Yves Bonnefoy, lui, n'a jamais éludé la question. Au contraire, il aimait discuter, avec une générosité incroyable et avec n'importe qui (j'ai eu le bonheur d'en savoir quelque chose ! :D) ; il s'est beaucoup interrogé sur l'écriture, le langage, et la littérature. Son recueil d'essais "L'improbable" est d'une grande richesse et tout ce que je pourrais jamais dire sur le sujet ne sera qu'une redite maladroite de cette lecture inépuisable... Yves Bonnefoy a aussi écrit de nombreuses préfaces, a dirigé des collections (dont une collection de philosophie) : sa formation était plutôt scientifique (il a étudié les maths en classe prépa, avant de quitter Tours dans les années de guerre), sa curiosité était immense et, à la même question, il n'aurait jamais répondu "bon qu'à ça" !!!
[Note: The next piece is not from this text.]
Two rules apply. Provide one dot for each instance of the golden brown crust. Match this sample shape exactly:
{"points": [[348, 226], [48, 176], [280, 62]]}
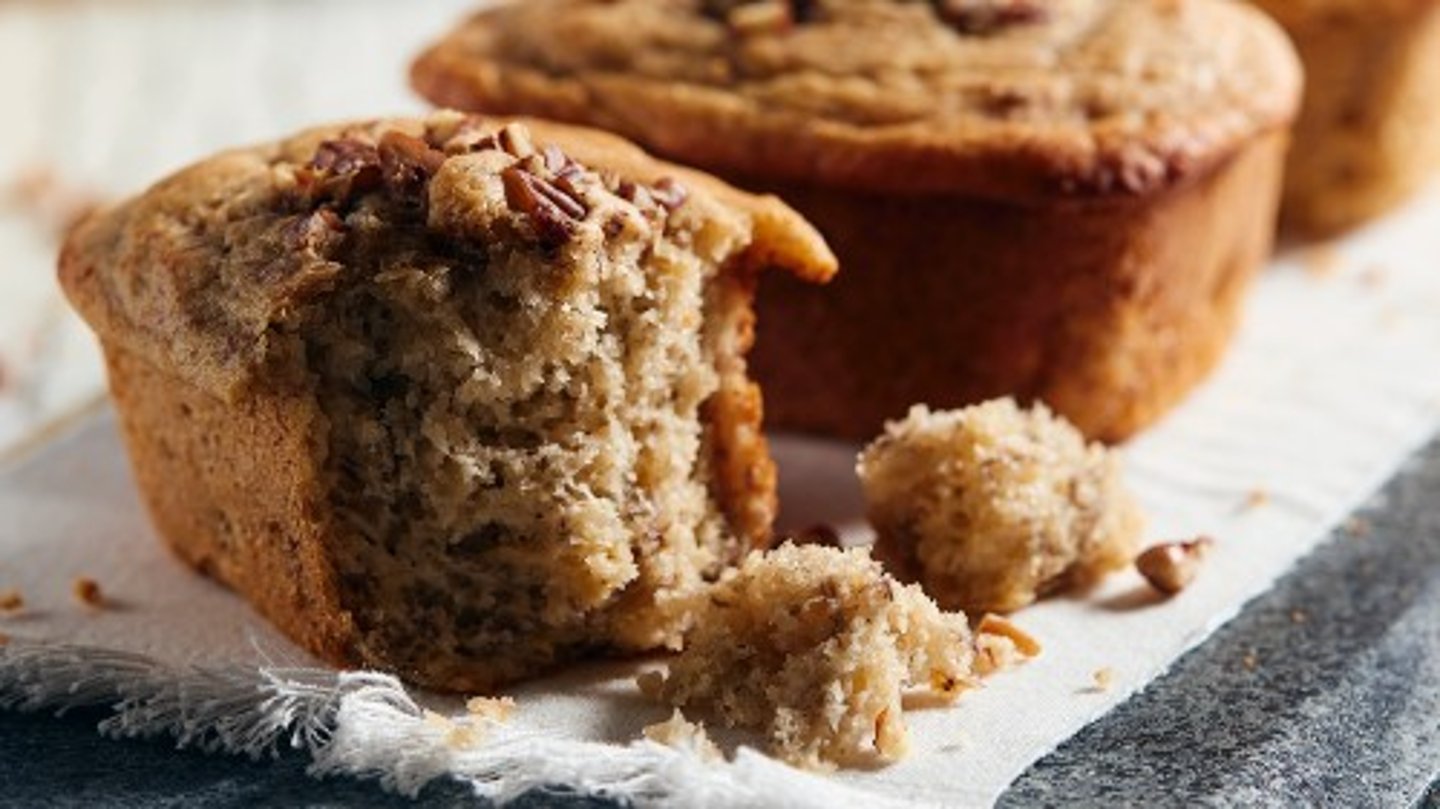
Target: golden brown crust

Saint Jean-Baptiste 09/05/2023 @ 11:02:09
"Bon qu'à ça" mais qui - sinon en renverse - du moins en transforme le sens.

Oui, cette conclusion de la critique du prolifique JPGP n’est pas très claire : renverser ou transformer le sens de « bon qu’à ça » voudrait dire, que l’écrivain, en toute modestie, pense que c’est à ça qu’il est bon.
Mais pour moi ce serait plutôt, comme on dit : à question idiote, réponse idiote.

Feint

avatar 10/05/2023 @ 18:16:57
@Feint, il me semble, comme toi, que le rapprochement entre Beckett et Bonnefoy est assez incongru car les deux n'ont pas le même rapport à l'écriture mais, au-delà de leurs différences, je trouve que "Bon qu'à ça" est péjoratif, presque insultant, et reflète une incompréhension profonde de Bonnefoy, qui a beaucoup écrit sur l'écriture. La réponse de Beckett est sèche comme une fin de non-recevoir : elle ne traduit pas forcément ce que pense réellement Beckett mais simplement le fait que Beckett, qui détestait l'exposition médiatique, n'avait pas envie de discuter avec un journaliste. En revanche, avec d'autres écrivains, dans ses lettres ou dans ses études (comme celle sur Proust, quand il était jeune), il montre qu'il avait bien plus à dire que ce "bon qu'à ça"...
Yves Bonnefoy, lui, n'a jamais éludé la question. Au contraire, il aimait discuter, avec une générosité incroyable et avec n'importe qui (j'ai eu le bonheur d'en savoir quelque chose ! :D) ; il s'est beaucoup interrogé sur l'écriture, le langage, et la littérature. Son recueil d'essais "L'improbable" est d'une grande richesse et tout ce que je pourrais jamais dire sur le sujet ne sera qu'une redite maladroite de cette lecture inépuisable... Yves Bonnefoy a aussi écrit de nombreuses préfaces, a dirigé des collections (dont une collection de philosophie) : sa formation était plutôt scientifique (il a étudié les maths en classe prépa, avant de quitter Tours dans les années de guerre), sa curiosité était immense et, à la même question, il n'aurait jamais répondu "bon qu'à ça" !!!
C'est sûr que le choix de la formule est maladroit.